Глаза Люды наполнились слезами, они
просили, умоляли. Островский готовился к этой сцене, знал наперед
реакцию жены и все равно растерялся. Сердце защемило, Островский
уже ощущал, как прижимает к себе Люду и гладит ее спутанные
волосы.
‒ Нет, ‒ ответил Островский тихо и
отвел взгляд. ‒ Я вернусь.

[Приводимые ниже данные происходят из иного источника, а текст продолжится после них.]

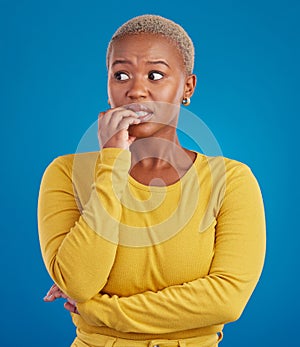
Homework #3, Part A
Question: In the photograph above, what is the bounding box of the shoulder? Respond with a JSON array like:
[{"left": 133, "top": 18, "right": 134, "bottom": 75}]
[
  {"left": 43, "top": 152, "right": 99, "bottom": 182},
  {"left": 197, "top": 153, "right": 253, "bottom": 180}
]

Я обязательно вернусь, а пока за тобой
присмотрит Андрей.
Люда покачала головой, сказала
недоверчиво:
‒ У него ведь своя семья. Они
переселятся к нам? Да и зачем мне он? Мне нужен ты!
‒ Пойми: Зона – наш последний
шанс.
‒ Я тебе надоела, ‒ закивала Люда с
пониманием. ‒ Ты бежишь от меня. От чумной, ‒ нервно
усмехнулась.
Островского так и подмывало
нагрубить, и в то же время хотелось сгрести жену в охапку и не
отпускать.
‒ Люда, ну что ты говоришь? Что за
глупости? Я так же, как и ты, не хочу расставаться ни с тобой, ни с
Машкой, но я должен, должен попытаться сделать все, что в моих
силах. Ты ведь понимаешь.
‒ Я хочу, чтобы ты был рядом, когда
я… ‒ Люда осеклась, опустила голову, губы задрожали.

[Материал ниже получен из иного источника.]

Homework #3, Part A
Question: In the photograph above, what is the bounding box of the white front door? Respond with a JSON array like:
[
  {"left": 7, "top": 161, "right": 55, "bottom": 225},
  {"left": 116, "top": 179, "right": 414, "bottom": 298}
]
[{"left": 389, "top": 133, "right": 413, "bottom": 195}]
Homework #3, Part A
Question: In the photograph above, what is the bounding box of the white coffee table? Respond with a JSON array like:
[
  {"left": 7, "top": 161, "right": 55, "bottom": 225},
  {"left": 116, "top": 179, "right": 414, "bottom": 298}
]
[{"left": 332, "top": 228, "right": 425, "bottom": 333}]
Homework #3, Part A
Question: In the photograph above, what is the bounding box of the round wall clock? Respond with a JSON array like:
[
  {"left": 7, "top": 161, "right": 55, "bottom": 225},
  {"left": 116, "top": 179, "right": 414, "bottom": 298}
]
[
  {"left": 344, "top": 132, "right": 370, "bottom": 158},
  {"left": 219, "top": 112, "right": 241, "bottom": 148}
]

‒ Даже и не думай об этом! ‒ вспыхнул
Островский, ухватил жену за подбородок, повернул к себе лицом,
заставил смотреть в глаза. ‒ Выкинь из головы! Ты сама себя ешь. А
обо мне ты подумала? О Машке?
‒ Как же ты жесток, ‒ с болью
воскликнула Люда и попыталась вырваться из его рук, но Островский
держал крепко.
‒ Ты меня дождешься, слышишь? Я найду
выход. Мы еще золотую свадьбу отметим. Машка подарит нам внуков.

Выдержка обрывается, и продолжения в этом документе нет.